“At the foundation of all training is the ability to make a better decision. Period.” My friend, Brian Mackenzie said this and it really resonated with me. Making a better decision is all we have. It’s all we can do to grow. Each day we have hundreds, if not thousands, of decisions to make that will direct the course of our lives. They say, “Hard training. Easy life.” To train hard is a decision in and of itself that will steer your life in a better direction. Beyond that, how we train and what we do in the gym are decisions that also will have great repercussions. The devil is in the details.
At its best, training is mental and emotional as well as physical. If in the midst of hard training, I can maintain my emotional composure as well as my physical composure, I will have trained more than merely the muscles. Imagine an intense workout where I am asked to work hard for a given period of time. After a few minutes the physical demand will start to show as I fatigue and need to slow down and take breaks. However, the other struggle is emotional and mental. I will start having feelings about how much my legs are burning. I will need to self-talk. That monologue can be positive or negative. Furthermore, my emotional state might start manifesting as poor mechanics. For example, when people fatigue, they often start looking down and hanging their heads, their expression turns sour, they rest their hands on their hips or thighs, they start sacrificing their form. These are physical manifestations of emotional and mental fatigue. Also how an athlete acts in the last seconds of the workout are indicative of how they act near the end of a contest.

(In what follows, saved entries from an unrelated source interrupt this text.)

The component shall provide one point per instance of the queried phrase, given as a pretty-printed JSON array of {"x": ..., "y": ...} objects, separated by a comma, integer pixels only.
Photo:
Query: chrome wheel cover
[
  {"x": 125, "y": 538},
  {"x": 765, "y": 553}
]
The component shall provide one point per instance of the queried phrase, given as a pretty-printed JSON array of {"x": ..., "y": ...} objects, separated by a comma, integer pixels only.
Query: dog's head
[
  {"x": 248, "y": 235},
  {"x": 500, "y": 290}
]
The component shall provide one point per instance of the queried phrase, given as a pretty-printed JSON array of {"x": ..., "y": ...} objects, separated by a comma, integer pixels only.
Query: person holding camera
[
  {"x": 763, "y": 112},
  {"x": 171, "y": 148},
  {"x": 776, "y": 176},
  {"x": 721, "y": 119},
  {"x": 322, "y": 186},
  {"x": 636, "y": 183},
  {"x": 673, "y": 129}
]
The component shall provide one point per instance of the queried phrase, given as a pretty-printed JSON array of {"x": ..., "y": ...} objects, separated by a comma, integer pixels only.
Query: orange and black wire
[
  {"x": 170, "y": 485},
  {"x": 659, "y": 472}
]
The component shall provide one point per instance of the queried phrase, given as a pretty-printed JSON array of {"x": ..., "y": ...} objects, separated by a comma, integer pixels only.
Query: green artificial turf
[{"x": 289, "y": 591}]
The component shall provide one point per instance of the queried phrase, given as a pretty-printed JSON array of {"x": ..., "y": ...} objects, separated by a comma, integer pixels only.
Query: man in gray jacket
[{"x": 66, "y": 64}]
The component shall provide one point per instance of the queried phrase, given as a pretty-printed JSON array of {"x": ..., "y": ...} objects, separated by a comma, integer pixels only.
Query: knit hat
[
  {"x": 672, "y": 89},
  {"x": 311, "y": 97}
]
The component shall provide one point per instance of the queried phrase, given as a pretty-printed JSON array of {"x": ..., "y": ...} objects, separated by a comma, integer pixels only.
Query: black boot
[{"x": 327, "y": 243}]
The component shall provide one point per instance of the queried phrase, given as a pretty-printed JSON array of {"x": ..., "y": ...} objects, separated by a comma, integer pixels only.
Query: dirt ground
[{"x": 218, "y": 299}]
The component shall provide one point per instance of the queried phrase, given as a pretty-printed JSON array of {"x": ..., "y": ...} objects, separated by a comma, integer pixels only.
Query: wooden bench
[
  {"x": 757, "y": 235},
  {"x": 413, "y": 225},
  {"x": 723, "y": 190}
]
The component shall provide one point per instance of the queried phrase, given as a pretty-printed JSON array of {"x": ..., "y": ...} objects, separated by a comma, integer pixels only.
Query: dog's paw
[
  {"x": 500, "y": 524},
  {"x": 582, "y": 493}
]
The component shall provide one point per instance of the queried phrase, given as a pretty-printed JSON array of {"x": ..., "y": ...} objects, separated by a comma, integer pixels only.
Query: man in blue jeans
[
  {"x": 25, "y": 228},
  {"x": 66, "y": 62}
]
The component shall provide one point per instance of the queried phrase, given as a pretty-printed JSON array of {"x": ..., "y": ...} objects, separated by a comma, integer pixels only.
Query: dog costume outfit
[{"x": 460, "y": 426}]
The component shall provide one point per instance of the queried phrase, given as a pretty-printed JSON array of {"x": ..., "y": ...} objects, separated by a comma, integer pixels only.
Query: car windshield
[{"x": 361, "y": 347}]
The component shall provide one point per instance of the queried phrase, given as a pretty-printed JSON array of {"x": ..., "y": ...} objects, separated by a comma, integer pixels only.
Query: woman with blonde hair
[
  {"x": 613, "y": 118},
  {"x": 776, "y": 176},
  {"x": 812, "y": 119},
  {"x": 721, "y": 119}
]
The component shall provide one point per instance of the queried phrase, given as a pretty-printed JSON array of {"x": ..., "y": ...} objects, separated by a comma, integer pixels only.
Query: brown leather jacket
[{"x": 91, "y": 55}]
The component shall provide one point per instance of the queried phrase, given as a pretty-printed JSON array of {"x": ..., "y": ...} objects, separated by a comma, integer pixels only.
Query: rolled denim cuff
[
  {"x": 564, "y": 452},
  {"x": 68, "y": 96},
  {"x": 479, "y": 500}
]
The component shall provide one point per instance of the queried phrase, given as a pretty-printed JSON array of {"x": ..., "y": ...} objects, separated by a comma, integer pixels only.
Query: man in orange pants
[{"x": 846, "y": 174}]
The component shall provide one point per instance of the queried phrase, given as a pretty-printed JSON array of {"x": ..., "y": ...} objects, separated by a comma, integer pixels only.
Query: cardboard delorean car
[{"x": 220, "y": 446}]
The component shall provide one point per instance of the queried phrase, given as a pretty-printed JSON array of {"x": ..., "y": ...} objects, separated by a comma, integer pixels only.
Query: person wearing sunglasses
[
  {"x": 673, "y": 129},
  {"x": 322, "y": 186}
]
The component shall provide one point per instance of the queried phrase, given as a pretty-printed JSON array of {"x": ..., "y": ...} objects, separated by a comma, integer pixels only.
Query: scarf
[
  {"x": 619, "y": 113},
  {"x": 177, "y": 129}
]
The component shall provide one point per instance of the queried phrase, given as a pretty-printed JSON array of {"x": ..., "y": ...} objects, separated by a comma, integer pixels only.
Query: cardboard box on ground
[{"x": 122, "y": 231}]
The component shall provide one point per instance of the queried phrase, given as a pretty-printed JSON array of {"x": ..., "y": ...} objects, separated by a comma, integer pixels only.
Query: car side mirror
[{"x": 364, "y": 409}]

If we believe that “how we do anything is how we do everything,” then we should envision the athlete at the end of the match when they are fatigued and potentially behind on points. We cannot expect them to rise to the occasion, instead we must understand that they will fall to the level of their training. We look for the physical cues of their emotional content, the sour face and downcast eyes, the hands on their hips or thighs. We listen for the self talk. We see if they push through to the end or if they shut down before the clock winds down. Those are not the types of athletes or people we want to develop. We need to take the training room seriously. We need to ask our athletes to make better choices about who they want to be when everything is stacked against them.
Coach your athletes to make better choices not just physically but also emotionally. Have them stop and listen to themselves. Reframe their self-talk. Make better decisions about their posture and their demeanor. Train your athletes to push through to the end and not to give up prematurely. Mental toughness is a trained skill as is emotional stability as is physical fitness. Use that precious time in the gym to make better decisions about how you will be outside the gym.